What you seem to be advocating is pro-scold
Yeah I expected this to be a bigger topic honestly, but to address the point the part of your post I quoted, you absolutely can't frame it that way. I reject the relativism underlying it and presenting itself as a truer morality.
It's says on the one hand that people have their beliefs, and right or wrong about those beliefs, they're entitled to them, as well as their views, behaviors, and understandings of reality, so long as they don't interfere with other members in society's ability to pursue their own interests, ideas, conceptions and intellectual pursuits. It sees society as nothing more than an arena in which self interest as defined in a very specific hedonistic way is sought after...
"Indeed from an Aristotelian point of view a modern liberal political society can appear only as a collection of citizens of nowhere who have banded together for their common protection...
What this brings out is that modern politics cannot be a matter of genuine moral consensus. And it is not. Modern politics is civil war carried on by other means."
-Alasdair McIntyre
Ethics in this kind of society is governed by rules that support this underlying presupposition. You have your Kantian duties, your Lockean rights, and your Bentham-ian understanding of utility as defined by a global level of pleasure.

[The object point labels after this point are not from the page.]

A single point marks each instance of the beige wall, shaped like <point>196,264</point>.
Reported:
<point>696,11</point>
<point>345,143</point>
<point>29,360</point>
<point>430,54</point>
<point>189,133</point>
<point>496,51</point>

All of these ethical systems you would almost certainly be familiar with even if you don't know them by name. They're your inalienable rights of life, liberty, and property, your concepts of "Right is universal and rooted in the nature of the action itself not in the circumstances or results" and your "The ends justify the means as established by the amount, intensity, and duration of pleasure produced in the population."
These enlightenment rule based ethical systems are all very self contained and internally consistent, but all accept a pre-rational premise as their starting point.
No convincing argument is given for why my actions should be universal, focused on the maximization of pleasure, or confined by the need to not step on any natural rights. You either accept the premises given already and act consistently from there or you choose and assert a different premise making any sort of rational ethical conversation between people with different prerational premises impossible.
There's nothing to talk about. You either accept what's valued by me or you don't. People see that and you start to see the relativism of morality seep into the daily conversation.
When I say wishing the a good for a group, I don't mean MY understanding of good. I don't mean MY prerational but consistent premises. I mean to say there are some premises that are not merely valued, but valuable.
I fundamentally reject the idea of a relativistic live and let live philosophy as being the truth. There is good and there is bad, there is right and there is wrong... or there isn't.
To continue pretending that Lockean natural rights have any real rational power behind them defending their existence, and then to use that concept to defend differing interpretations of good as being equally valid is to ignore the problem and cobble together several conflicting ethical theories in an ad hoc and clearly bad way (if there are standards)
And If I'm right in my assessment, then to value those things and to want them for others needs to be spoken. All of it, and with a mind to a rationality behind each "should" that doesn't terminate in a "because."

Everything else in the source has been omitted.